Check out The Knitter, Issue 129, for my latest piece on knitting history. There are some more bits of knitting history coming up in ‘The Knitter’ so stay tuned – and I’m currently working on a very exciting bit of research on a Very Famous Incident, for a U.S. magazine – details next year, when it’s out.
Currently working on my new book – a sort of horrible histories for people who like textile history.
And I found this source, a book about the extant records of a York pawn shop. I haven’t yet been to see the primary source, but have been working on some very similar, previously unpublished sources, I uncovered in various archives.
George Fettes was an Edinburgh man who ran a pawnshop in the late 1770s on Lady Peckett’s Yard in York.
Pawnbrokers’ records, like debtors’, are often a fascinating insight into the lives (and clothing) of ordinary folk. In ‘The Worm-Eaten Waistcoat’, (self published, York, 2003), Alison Backhouse gave a compelling glimpse into late eighteenth and early nineteenth century York and its denizens.
Pawnbrokers could sell any items that weren’t redeemed by the deadline. Although Fettes seems to have been a lenient man, often overlooking his own deadlines.

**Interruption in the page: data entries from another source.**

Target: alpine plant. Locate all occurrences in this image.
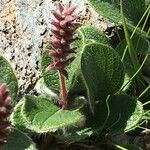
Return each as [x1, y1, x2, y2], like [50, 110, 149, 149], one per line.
[0, 84, 12, 147]
[48, 2, 81, 109]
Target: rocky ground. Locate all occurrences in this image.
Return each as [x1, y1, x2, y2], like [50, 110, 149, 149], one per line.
[0, 0, 150, 150]
[0, 0, 106, 93]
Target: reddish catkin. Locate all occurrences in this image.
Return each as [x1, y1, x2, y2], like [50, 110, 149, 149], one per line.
[48, 2, 81, 109]
[0, 84, 12, 147]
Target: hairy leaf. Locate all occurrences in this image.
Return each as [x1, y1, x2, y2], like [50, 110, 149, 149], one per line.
[2, 129, 36, 150]
[81, 43, 124, 111]
[22, 95, 83, 133]
[0, 55, 18, 103]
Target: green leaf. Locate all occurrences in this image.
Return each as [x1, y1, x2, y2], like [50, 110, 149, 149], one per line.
[34, 78, 59, 102]
[22, 95, 83, 133]
[41, 26, 109, 91]
[88, 95, 143, 134]
[11, 99, 31, 133]
[0, 55, 18, 103]
[2, 129, 36, 150]
[68, 26, 109, 92]
[115, 144, 143, 150]
[81, 43, 124, 111]
[88, 0, 146, 25]
[115, 35, 150, 91]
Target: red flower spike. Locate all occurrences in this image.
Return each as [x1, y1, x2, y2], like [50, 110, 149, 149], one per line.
[48, 1, 81, 109]
[0, 84, 12, 147]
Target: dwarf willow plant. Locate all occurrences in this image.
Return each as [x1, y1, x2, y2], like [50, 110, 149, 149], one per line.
[0, 0, 150, 150]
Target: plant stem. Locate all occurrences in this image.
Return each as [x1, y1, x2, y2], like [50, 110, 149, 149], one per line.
[59, 70, 68, 109]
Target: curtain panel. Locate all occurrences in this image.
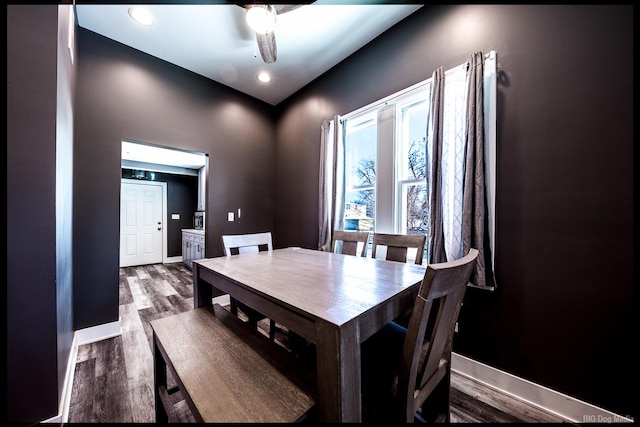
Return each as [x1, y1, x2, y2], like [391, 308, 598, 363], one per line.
[318, 116, 344, 251]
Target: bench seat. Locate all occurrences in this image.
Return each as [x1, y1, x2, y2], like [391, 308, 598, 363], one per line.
[151, 304, 316, 423]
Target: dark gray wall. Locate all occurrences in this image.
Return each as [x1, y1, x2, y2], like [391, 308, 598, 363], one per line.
[275, 5, 637, 418]
[7, 5, 636, 423]
[74, 28, 277, 329]
[6, 5, 75, 424]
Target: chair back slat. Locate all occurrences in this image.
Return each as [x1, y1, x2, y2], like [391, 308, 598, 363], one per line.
[371, 233, 427, 264]
[331, 230, 369, 257]
[222, 231, 273, 256]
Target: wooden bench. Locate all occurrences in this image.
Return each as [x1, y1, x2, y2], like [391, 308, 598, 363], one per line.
[151, 304, 316, 423]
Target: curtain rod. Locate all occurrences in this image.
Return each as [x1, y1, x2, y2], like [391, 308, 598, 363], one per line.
[340, 50, 496, 122]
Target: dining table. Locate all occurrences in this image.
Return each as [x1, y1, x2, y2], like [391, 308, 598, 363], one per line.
[193, 248, 425, 422]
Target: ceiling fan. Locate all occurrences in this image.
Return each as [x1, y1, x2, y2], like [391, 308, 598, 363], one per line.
[240, 0, 315, 64]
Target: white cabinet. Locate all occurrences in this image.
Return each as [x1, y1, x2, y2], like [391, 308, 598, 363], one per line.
[182, 230, 204, 268]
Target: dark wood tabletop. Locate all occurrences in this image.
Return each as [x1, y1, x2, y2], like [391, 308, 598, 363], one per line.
[193, 248, 425, 422]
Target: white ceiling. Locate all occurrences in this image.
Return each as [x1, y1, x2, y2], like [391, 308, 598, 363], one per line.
[76, 0, 422, 105]
[122, 141, 207, 169]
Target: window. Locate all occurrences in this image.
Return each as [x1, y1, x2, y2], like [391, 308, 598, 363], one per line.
[343, 85, 429, 239]
[342, 52, 496, 268]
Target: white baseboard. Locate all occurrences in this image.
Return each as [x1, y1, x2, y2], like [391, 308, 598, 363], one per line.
[43, 319, 122, 424]
[75, 319, 122, 345]
[451, 353, 633, 423]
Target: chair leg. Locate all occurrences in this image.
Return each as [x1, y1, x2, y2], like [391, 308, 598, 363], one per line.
[229, 298, 238, 316]
[421, 369, 451, 423]
[269, 319, 276, 342]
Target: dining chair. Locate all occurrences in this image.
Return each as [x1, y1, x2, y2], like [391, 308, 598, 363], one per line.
[222, 231, 276, 341]
[361, 248, 478, 422]
[331, 230, 370, 257]
[371, 233, 427, 264]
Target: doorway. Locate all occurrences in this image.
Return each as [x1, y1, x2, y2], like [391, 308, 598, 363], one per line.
[120, 179, 167, 267]
[120, 140, 209, 266]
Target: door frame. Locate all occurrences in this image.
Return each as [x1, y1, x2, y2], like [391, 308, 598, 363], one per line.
[118, 178, 168, 264]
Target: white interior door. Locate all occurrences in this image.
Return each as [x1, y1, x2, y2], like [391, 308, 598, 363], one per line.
[120, 179, 163, 267]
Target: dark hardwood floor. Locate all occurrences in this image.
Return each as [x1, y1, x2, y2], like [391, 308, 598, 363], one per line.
[68, 263, 563, 423]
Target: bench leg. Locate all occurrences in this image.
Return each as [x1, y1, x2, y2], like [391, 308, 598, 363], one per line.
[153, 333, 169, 424]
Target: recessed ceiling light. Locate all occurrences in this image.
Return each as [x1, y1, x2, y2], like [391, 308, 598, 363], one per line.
[258, 71, 271, 83]
[129, 7, 153, 25]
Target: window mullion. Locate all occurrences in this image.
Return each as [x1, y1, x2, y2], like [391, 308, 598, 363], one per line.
[376, 104, 396, 233]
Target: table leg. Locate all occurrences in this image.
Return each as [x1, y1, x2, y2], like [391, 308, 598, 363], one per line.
[192, 263, 213, 308]
[316, 321, 362, 422]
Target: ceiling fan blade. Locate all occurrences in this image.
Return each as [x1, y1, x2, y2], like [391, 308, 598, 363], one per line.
[256, 31, 278, 64]
[273, 2, 304, 14]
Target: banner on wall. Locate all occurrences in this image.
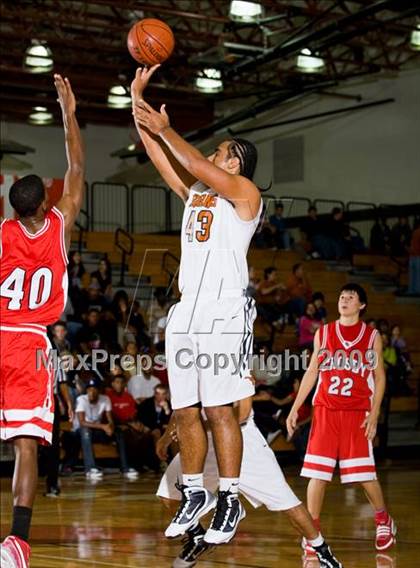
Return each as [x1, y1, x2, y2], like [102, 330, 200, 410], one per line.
[0, 174, 64, 218]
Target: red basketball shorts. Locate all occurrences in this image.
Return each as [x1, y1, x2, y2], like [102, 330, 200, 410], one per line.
[301, 406, 376, 483]
[0, 324, 54, 445]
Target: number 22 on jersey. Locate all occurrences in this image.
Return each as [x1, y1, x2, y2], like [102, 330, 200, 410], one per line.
[0, 268, 52, 310]
[185, 209, 213, 243]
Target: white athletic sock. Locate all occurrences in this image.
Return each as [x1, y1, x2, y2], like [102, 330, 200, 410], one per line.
[219, 477, 239, 495]
[182, 473, 204, 487]
[306, 533, 325, 548]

A glimpse into the Pledge Book 1777-8 shows that some customers were frequent flyers, like Mary Metcalfe of Walmgate who pledged gloves 25 times. She was probably a glove maker, pawning her own stock, to survive in business.
Occupations of pledgers varied and include: a joiner, dyer, a travelling woman, a chandler, a Trumpeter 11th regiment (York was full of soldiers; often garrisoned randomly in pubs in the city centre); , “the deaf woman”, – a “quack doctor”. Pledgers came from beyond the city walls, as well. Poor Betty Bridgewater travelled twenty miles from Kilburn with a counter pane, “very much worm eaten”.
Kind-hearted Mr Fettes seems to have even taken in “worm-eaten” textiles. Which tells us something about him, but also the fact that they maybe still had some intrinsic value; textiles being so hard to produce that the vast majority of the population were walking round in secondhand clothing.
A silver watch was pawned by the marvellously named Pendock Vame; an apprentice with Mr Firth of Coney St for 15 shillings on 18.7. 1777. The watch was redeemed but later sold because it was pawned again by John Turner of North St on 17th of November. Some of the clothing pawned was surprisingly personal. One common item of clothing often pawned were stays.
Here are just some glimpses of the clothes of eighteenth century York.
Hannah Priestley of Aldwark, on 14th July, 1777, accepted 11s 2d for 4 1/2 yds of new cloth, one new checked handkerchief, three pieces of new cloth, one checked apron, one cap and a pair of sleeves” (40)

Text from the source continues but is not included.